The European Commission's digital agenda chief has promised to break down the barriers between cellular firms across the 27 EU member states before she leaves office in just under two years.
EU Digital Agenda Commissioner Neelie Kroes told reporters in Brussels, according to a European publication, that the European Commission will soon bring forward proposals to knock down the virtual cellular walls between member states in order to create a single market for all mobile users.
"A telecoms market without borders, without fragmentation, and that is the major priority for the rest of my mandate," Kroes said. She added that she has "no intention to retire" until she has "knocked down all the barriers to the single market."
In a nutshell, this would kill any inter-country roaming charges that currently bite customers' mobile bills. The executive body of Europe also wants to improve spectrum uptake for next-generation broadband services.
Kroes empathized with businesses that find roaming charges a "costly irritant," and warned that in the upcoming "Internet of things" trend, it will become even more difficult for machine-to-machine (M2M) to succeed.
With your European passport travel freely to any other European member state without security restrictions, thanks to the Schengen Agreement of unrestricted travel across the continent. But the same doesn't apply for your mobile or cell provider. Roaming charges still bitterly hurt many consumers and businesses alike, particularly those with branch offices around Europe.
Already, thanks to a directive passed by the European Parliament,. Data roaming charges will be fully limited to 70 euro cents per 1MB of data downloaded from last July, which will fall further to 50 euro cents per 1MB downloaded this July.
According to the Commission at the time: "For a typical businessperson travelling in the EU this will mean savings of over €1,000 [$1,285] per year. A family taking an annual holiday in another EU country can expect to save at least €200 [$257]."

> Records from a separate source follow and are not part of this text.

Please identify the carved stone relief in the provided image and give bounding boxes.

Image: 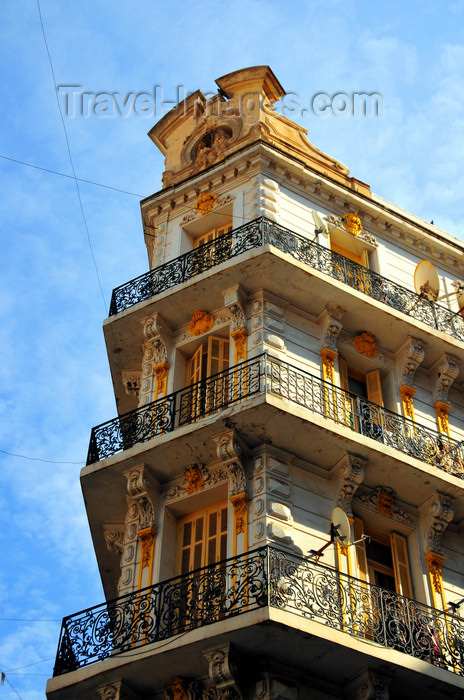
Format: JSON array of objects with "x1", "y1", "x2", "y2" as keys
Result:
[
  {"x1": 331, "y1": 452, "x2": 366, "y2": 516},
  {"x1": 430, "y1": 354, "x2": 460, "y2": 403},
  {"x1": 102, "y1": 524, "x2": 125, "y2": 555},
  {"x1": 419, "y1": 491, "x2": 454, "y2": 555},
  {"x1": 354, "y1": 486, "x2": 414, "y2": 526},
  {"x1": 396, "y1": 336, "x2": 425, "y2": 387},
  {"x1": 346, "y1": 669, "x2": 391, "y2": 700}
]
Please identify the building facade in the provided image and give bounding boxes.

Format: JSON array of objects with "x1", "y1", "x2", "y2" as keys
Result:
[{"x1": 47, "y1": 66, "x2": 464, "y2": 700}]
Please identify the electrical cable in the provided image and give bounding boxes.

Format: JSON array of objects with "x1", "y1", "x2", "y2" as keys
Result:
[
  {"x1": 0, "y1": 154, "x2": 143, "y2": 197},
  {"x1": 0, "y1": 449, "x2": 83, "y2": 465},
  {"x1": 36, "y1": 0, "x2": 107, "y2": 312},
  {"x1": 0, "y1": 673, "x2": 23, "y2": 700}
]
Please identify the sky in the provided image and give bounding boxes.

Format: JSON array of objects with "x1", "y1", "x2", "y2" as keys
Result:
[{"x1": 1, "y1": 1, "x2": 464, "y2": 697}]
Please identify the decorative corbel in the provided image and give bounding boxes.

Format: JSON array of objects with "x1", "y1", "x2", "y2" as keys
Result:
[
  {"x1": 320, "y1": 308, "x2": 343, "y2": 352},
  {"x1": 346, "y1": 669, "x2": 391, "y2": 700},
  {"x1": 396, "y1": 336, "x2": 425, "y2": 387},
  {"x1": 164, "y1": 676, "x2": 200, "y2": 700},
  {"x1": 97, "y1": 679, "x2": 141, "y2": 700},
  {"x1": 430, "y1": 354, "x2": 460, "y2": 404},
  {"x1": 121, "y1": 370, "x2": 141, "y2": 397},
  {"x1": 139, "y1": 312, "x2": 172, "y2": 406},
  {"x1": 203, "y1": 644, "x2": 243, "y2": 700},
  {"x1": 331, "y1": 452, "x2": 366, "y2": 517},
  {"x1": 102, "y1": 524, "x2": 125, "y2": 555},
  {"x1": 124, "y1": 463, "x2": 159, "y2": 529},
  {"x1": 419, "y1": 491, "x2": 454, "y2": 555}
]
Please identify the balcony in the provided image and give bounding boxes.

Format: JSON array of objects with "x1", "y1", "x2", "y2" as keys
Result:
[
  {"x1": 87, "y1": 354, "x2": 464, "y2": 480},
  {"x1": 53, "y1": 545, "x2": 464, "y2": 678},
  {"x1": 108, "y1": 217, "x2": 464, "y2": 345}
]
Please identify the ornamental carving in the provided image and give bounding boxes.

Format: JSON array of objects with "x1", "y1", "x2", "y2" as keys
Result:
[
  {"x1": 138, "y1": 526, "x2": 156, "y2": 569},
  {"x1": 426, "y1": 552, "x2": 445, "y2": 595},
  {"x1": 342, "y1": 212, "x2": 363, "y2": 236},
  {"x1": 121, "y1": 371, "x2": 141, "y2": 397},
  {"x1": 189, "y1": 310, "x2": 214, "y2": 336},
  {"x1": 212, "y1": 429, "x2": 244, "y2": 462},
  {"x1": 435, "y1": 401, "x2": 451, "y2": 435},
  {"x1": 332, "y1": 452, "x2": 366, "y2": 517},
  {"x1": 354, "y1": 331, "x2": 377, "y2": 358},
  {"x1": 346, "y1": 669, "x2": 391, "y2": 700},
  {"x1": 102, "y1": 525, "x2": 125, "y2": 555},
  {"x1": 431, "y1": 354, "x2": 460, "y2": 403},
  {"x1": 195, "y1": 192, "x2": 218, "y2": 216},
  {"x1": 231, "y1": 328, "x2": 248, "y2": 363},
  {"x1": 165, "y1": 677, "x2": 200, "y2": 700},
  {"x1": 320, "y1": 310, "x2": 343, "y2": 351},
  {"x1": 228, "y1": 302, "x2": 247, "y2": 332},
  {"x1": 321, "y1": 347, "x2": 338, "y2": 384},
  {"x1": 124, "y1": 464, "x2": 159, "y2": 530},
  {"x1": 396, "y1": 336, "x2": 425, "y2": 387},
  {"x1": 354, "y1": 486, "x2": 414, "y2": 526},
  {"x1": 420, "y1": 491, "x2": 454, "y2": 555},
  {"x1": 153, "y1": 362, "x2": 169, "y2": 399},
  {"x1": 193, "y1": 129, "x2": 231, "y2": 171},
  {"x1": 203, "y1": 644, "x2": 242, "y2": 700},
  {"x1": 400, "y1": 385, "x2": 416, "y2": 421},
  {"x1": 376, "y1": 488, "x2": 394, "y2": 517},
  {"x1": 185, "y1": 464, "x2": 204, "y2": 494},
  {"x1": 97, "y1": 680, "x2": 140, "y2": 700},
  {"x1": 165, "y1": 464, "x2": 229, "y2": 502},
  {"x1": 230, "y1": 493, "x2": 249, "y2": 534}
]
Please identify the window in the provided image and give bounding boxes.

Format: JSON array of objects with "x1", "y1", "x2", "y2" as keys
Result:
[
  {"x1": 193, "y1": 223, "x2": 232, "y2": 248},
  {"x1": 177, "y1": 503, "x2": 228, "y2": 575},
  {"x1": 182, "y1": 336, "x2": 230, "y2": 421},
  {"x1": 354, "y1": 518, "x2": 413, "y2": 598},
  {"x1": 339, "y1": 360, "x2": 384, "y2": 407}
]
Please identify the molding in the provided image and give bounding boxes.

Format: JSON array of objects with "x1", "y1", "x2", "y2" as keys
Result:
[{"x1": 354, "y1": 486, "x2": 414, "y2": 526}]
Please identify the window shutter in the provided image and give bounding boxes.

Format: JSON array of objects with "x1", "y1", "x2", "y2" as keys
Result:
[
  {"x1": 353, "y1": 517, "x2": 368, "y2": 582},
  {"x1": 366, "y1": 369, "x2": 384, "y2": 407},
  {"x1": 207, "y1": 336, "x2": 230, "y2": 377},
  {"x1": 391, "y1": 532, "x2": 413, "y2": 598}
]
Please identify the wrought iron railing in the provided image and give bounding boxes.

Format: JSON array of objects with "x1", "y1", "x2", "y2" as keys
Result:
[
  {"x1": 108, "y1": 218, "x2": 464, "y2": 344},
  {"x1": 53, "y1": 546, "x2": 464, "y2": 676},
  {"x1": 87, "y1": 355, "x2": 464, "y2": 480}
]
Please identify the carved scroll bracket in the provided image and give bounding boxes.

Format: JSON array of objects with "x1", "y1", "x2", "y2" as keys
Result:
[
  {"x1": 223, "y1": 284, "x2": 247, "y2": 332},
  {"x1": 97, "y1": 679, "x2": 141, "y2": 700},
  {"x1": 346, "y1": 668, "x2": 391, "y2": 700},
  {"x1": 319, "y1": 308, "x2": 343, "y2": 351},
  {"x1": 419, "y1": 491, "x2": 454, "y2": 555},
  {"x1": 212, "y1": 430, "x2": 248, "y2": 497},
  {"x1": 141, "y1": 312, "x2": 172, "y2": 365},
  {"x1": 124, "y1": 463, "x2": 160, "y2": 530},
  {"x1": 430, "y1": 353, "x2": 460, "y2": 404},
  {"x1": 396, "y1": 336, "x2": 425, "y2": 387},
  {"x1": 203, "y1": 644, "x2": 243, "y2": 700},
  {"x1": 331, "y1": 452, "x2": 366, "y2": 517},
  {"x1": 102, "y1": 524, "x2": 125, "y2": 555}
]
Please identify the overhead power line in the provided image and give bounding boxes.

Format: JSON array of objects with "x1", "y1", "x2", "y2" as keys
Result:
[{"x1": 0, "y1": 154, "x2": 143, "y2": 197}]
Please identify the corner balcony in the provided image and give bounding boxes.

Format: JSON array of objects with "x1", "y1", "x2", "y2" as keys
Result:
[
  {"x1": 109, "y1": 217, "x2": 464, "y2": 345},
  {"x1": 87, "y1": 354, "x2": 464, "y2": 481},
  {"x1": 51, "y1": 546, "x2": 464, "y2": 694}
]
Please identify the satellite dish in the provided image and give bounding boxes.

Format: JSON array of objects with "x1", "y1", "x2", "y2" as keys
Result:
[
  {"x1": 414, "y1": 261, "x2": 440, "y2": 301},
  {"x1": 312, "y1": 210, "x2": 328, "y2": 237},
  {"x1": 331, "y1": 507, "x2": 351, "y2": 546}
]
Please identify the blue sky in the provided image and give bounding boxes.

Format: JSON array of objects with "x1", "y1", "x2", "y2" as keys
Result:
[{"x1": 1, "y1": 1, "x2": 464, "y2": 697}]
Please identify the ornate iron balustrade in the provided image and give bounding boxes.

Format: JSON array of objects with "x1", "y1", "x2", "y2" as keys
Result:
[
  {"x1": 87, "y1": 354, "x2": 464, "y2": 480},
  {"x1": 265, "y1": 356, "x2": 464, "y2": 479},
  {"x1": 53, "y1": 546, "x2": 464, "y2": 677},
  {"x1": 86, "y1": 355, "x2": 264, "y2": 465},
  {"x1": 108, "y1": 217, "x2": 464, "y2": 343}
]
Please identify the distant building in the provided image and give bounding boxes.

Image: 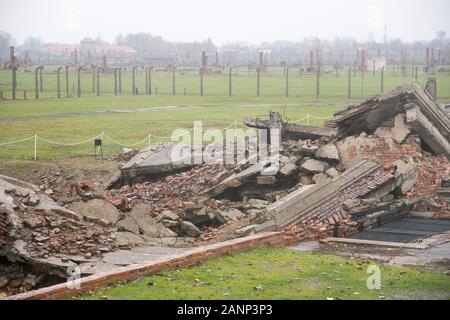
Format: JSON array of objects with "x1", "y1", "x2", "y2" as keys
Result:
[
  {"x1": 367, "y1": 56, "x2": 387, "y2": 71},
  {"x1": 40, "y1": 38, "x2": 136, "y2": 61}
]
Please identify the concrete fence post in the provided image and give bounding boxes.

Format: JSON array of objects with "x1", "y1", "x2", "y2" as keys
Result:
[
  {"x1": 200, "y1": 68, "x2": 204, "y2": 96},
  {"x1": 172, "y1": 66, "x2": 176, "y2": 96},
  {"x1": 145, "y1": 67, "x2": 149, "y2": 95},
  {"x1": 77, "y1": 66, "x2": 82, "y2": 97},
  {"x1": 114, "y1": 68, "x2": 119, "y2": 96},
  {"x1": 132, "y1": 66, "x2": 137, "y2": 95},
  {"x1": 65, "y1": 66, "x2": 69, "y2": 98},
  {"x1": 228, "y1": 67, "x2": 233, "y2": 96},
  {"x1": 39, "y1": 66, "x2": 43, "y2": 93},
  {"x1": 118, "y1": 68, "x2": 122, "y2": 94},
  {"x1": 35, "y1": 66, "x2": 43, "y2": 99},
  {"x1": 347, "y1": 66, "x2": 352, "y2": 99},
  {"x1": 285, "y1": 67, "x2": 290, "y2": 97},
  {"x1": 56, "y1": 67, "x2": 62, "y2": 98},
  {"x1": 316, "y1": 61, "x2": 320, "y2": 99},
  {"x1": 33, "y1": 134, "x2": 37, "y2": 161},
  {"x1": 96, "y1": 67, "x2": 104, "y2": 96},
  {"x1": 12, "y1": 66, "x2": 17, "y2": 100},
  {"x1": 91, "y1": 66, "x2": 96, "y2": 93},
  {"x1": 256, "y1": 67, "x2": 260, "y2": 97},
  {"x1": 148, "y1": 66, "x2": 153, "y2": 95}
]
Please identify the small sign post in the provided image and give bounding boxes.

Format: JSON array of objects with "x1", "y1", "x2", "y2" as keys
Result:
[{"x1": 94, "y1": 138, "x2": 103, "y2": 160}]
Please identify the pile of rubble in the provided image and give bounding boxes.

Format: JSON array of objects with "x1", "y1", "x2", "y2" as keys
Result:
[{"x1": 1, "y1": 82, "x2": 449, "y2": 295}]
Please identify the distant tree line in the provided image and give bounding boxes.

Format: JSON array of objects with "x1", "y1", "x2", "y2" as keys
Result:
[{"x1": 0, "y1": 30, "x2": 448, "y2": 66}]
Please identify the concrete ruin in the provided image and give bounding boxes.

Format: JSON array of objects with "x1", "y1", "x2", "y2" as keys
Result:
[
  {"x1": 325, "y1": 83, "x2": 450, "y2": 159},
  {"x1": 1, "y1": 82, "x2": 450, "y2": 297}
]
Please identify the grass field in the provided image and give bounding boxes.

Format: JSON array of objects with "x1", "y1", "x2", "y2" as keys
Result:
[
  {"x1": 0, "y1": 65, "x2": 449, "y2": 159},
  {"x1": 77, "y1": 248, "x2": 450, "y2": 300}
]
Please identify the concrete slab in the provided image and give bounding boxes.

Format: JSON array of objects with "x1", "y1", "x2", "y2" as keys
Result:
[
  {"x1": 120, "y1": 142, "x2": 195, "y2": 181},
  {"x1": 102, "y1": 246, "x2": 189, "y2": 266},
  {"x1": 322, "y1": 237, "x2": 428, "y2": 249},
  {"x1": 289, "y1": 241, "x2": 321, "y2": 251}
]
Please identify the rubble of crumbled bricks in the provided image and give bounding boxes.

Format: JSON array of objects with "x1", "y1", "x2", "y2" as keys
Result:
[
  {"x1": 14, "y1": 209, "x2": 118, "y2": 259},
  {"x1": 112, "y1": 164, "x2": 232, "y2": 216},
  {"x1": 2, "y1": 186, "x2": 118, "y2": 258},
  {"x1": 409, "y1": 154, "x2": 450, "y2": 198},
  {"x1": 0, "y1": 207, "x2": 12, "y2": 249}
]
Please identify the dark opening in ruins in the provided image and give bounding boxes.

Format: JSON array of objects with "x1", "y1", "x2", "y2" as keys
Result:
[
  {"x1": 0, "y1": 256, "x2": 65, "y2": 296},
  {"x1": 352, "y1": 217, "x2": 450, "y2": 243}
]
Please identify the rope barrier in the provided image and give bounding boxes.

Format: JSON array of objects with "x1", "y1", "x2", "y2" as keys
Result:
[
  {"x1": 0, "y1": 118, "x2": 332, "y2": 159},
  {"x1": 103, "y1": 134, "x2": 149, "y2": 147},
  {"x1": 0, "y1": 136, "x2": 34, "y2": 146},
  {"x1": 37, "y1": 133, "x2": 103, "y2": 146},
  {"x1": 309, "y1": 115, "x2": 332, "y2": 120},
  {"x1": 289, "y1": 116, "x2": 309, "y2": 123}
]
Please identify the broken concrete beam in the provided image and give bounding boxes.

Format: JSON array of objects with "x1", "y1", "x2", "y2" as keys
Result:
[
  {"x1": 393, "y1": 159, "x2": 418, "y2": 195},
  {"x1": 120, "y1": 142, "x2": 195, "y2": 182},
  {"x1": 404, "y1": 103, "x2": 450, "y2": 158},
  {"x1": 245, "y1": 111, "x2": 337, "y2": 141},
  {"x1": 244, "y1": 111, "x2": 283, "y2": 130},
  {"x1": 283, "y1": 123, "x2": 337, "y2": 140},
  {"x1": 244, "y1": 111, "x2": 283, "y2": 145},
  {"x1": 203, "y1": 160, "x2": 269, "y2": 197},
  {"x1": 261, "y1": 161, "x2": 394, "y2": 231}
]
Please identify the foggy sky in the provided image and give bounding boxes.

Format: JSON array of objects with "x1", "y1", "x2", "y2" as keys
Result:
[{"x1": 1, "y1": 0, "x2": 449, "y2": 45}]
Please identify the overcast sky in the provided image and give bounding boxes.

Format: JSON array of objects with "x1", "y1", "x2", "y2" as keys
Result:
[{"x1": 1, "y1": 0, "x2": 449, "y2": 45}]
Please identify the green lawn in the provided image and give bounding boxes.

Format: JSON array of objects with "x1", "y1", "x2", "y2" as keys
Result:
[
  {"x1": 0, "y1": 65, "x2": 449, "y2": 159},
  {"x1": 77, "y1": 248, "x2": 450, "y2": 300}
]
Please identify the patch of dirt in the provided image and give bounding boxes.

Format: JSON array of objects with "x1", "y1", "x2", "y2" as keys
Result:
[
  {"x1": 318, "y1": 242, "x2": 407, "y2": 258},
  {"x1": 391, "y1": 290, "x2": 450, "y2": 300},
  {"x1": 0, "y1": 157, "x2": 120, "y2": 198}
]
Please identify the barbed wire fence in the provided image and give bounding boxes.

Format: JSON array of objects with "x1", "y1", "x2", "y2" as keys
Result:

The Commission says completing the "internal mobile market" will add an additional 0.8 percent to Europe's gross domestic product (GDP), or €110 billion ($141.4bn).
The hope is that EU-based firms can gain a competitive edge over their U.S.-based counterparts. Because while the U.S. has six major cellular firms to cover a population of 310 million, the EU has more than 100 cellular firms covering more than 500 citizens.